You need to use Sigil to examine how the links are broken. They are likely all broken in each section in a similar way which you can use search and replace to fix, so it might be many fewer fixes. Also spaces in file names or capitalization may be not matching.

Your text folder in epub will need to be broken down in sections anyway because most readers get unhappy if individual sections are too large, in the case of my Sony over 300k.

If you use Sigil to perform this chore, be sure to keep backup copies right along. You might make an error and Sigil will offer to fix it automatically....don't let it. Sigil is often right in its fixing, but when it is wrong, half of what you are working on might disappear. Either fix it if you understand the code view well or just load your last saved version.

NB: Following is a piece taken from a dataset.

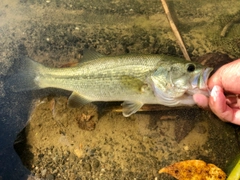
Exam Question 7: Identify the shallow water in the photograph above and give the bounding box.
[0,0,240,179]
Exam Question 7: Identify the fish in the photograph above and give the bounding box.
[7,50,213,117]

cptnemo · 02-06-2012, 09:49 AM

Quote:

Originally Posted by mrmikel

You need to use Sigil to examine how the links are broken. They are likely all broken in each section in a similar way which you can use search and replace to fix, so it might be many fewer fixes. Also spaces in file names or capitalization may be not matching.

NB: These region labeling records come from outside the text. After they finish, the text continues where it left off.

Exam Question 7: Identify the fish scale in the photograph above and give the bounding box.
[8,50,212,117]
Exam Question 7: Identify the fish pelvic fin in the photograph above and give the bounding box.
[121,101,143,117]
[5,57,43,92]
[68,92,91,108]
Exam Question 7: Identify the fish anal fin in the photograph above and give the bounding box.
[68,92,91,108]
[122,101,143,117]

Your text folder in epub will need to be broken down in sections anyway because most readers get unhappy if individual sections are too large, in the case of my Sony over 300k.

If you use Sigil to perform this chore, be sure to keep backup copies right along. You might make an error and Sigil will offer to fix it automatically....don't let it. Sigil is often right in its fixing, but when it is wrong, half of what you are working on might disappear. Either fix it if you understand the code view well or just load your last saved version.

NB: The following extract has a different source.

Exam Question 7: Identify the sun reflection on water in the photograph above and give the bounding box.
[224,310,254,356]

Yes, but I have 1,300 pages. I can't fix manually every single broken link. So I need some software to do it for me: move the pages and links from subfolder to one parent folder.

andyh2000 · 02-06-2012, 10:22 AM

Quote:

Originally Posted by cptnemo

Yes, but I have 1,300 pages. I can't fix manually every single broken link. So I need some software to do it for me: move the pages and links from subfolder to one parent folder.

I know you've already mirrored the site so might not want to do it again but I use "wget" to mirror web sites and it has a "no directories" option ("-nd") which stops it creating sub-directories. It also fixes up the internal links so nothing is broken.

The actual command I use is:

Code:

wget.exe -p -k -nd -q -E -R js,txt,css -nc %pg%

which translates as:

get all images, etc. needed to display HTML page
make links in downloaded HTML point to local files
don't create directories
quiet
save HTML documents with `.html' extension
comma-separated list of rejected extensions: js,txt,css
skip downloads that would download to existing files

and you'll need to add "-r" for recursive download (thanks frostschutz for pointing that out below - my usage was for turning a single page into an epub)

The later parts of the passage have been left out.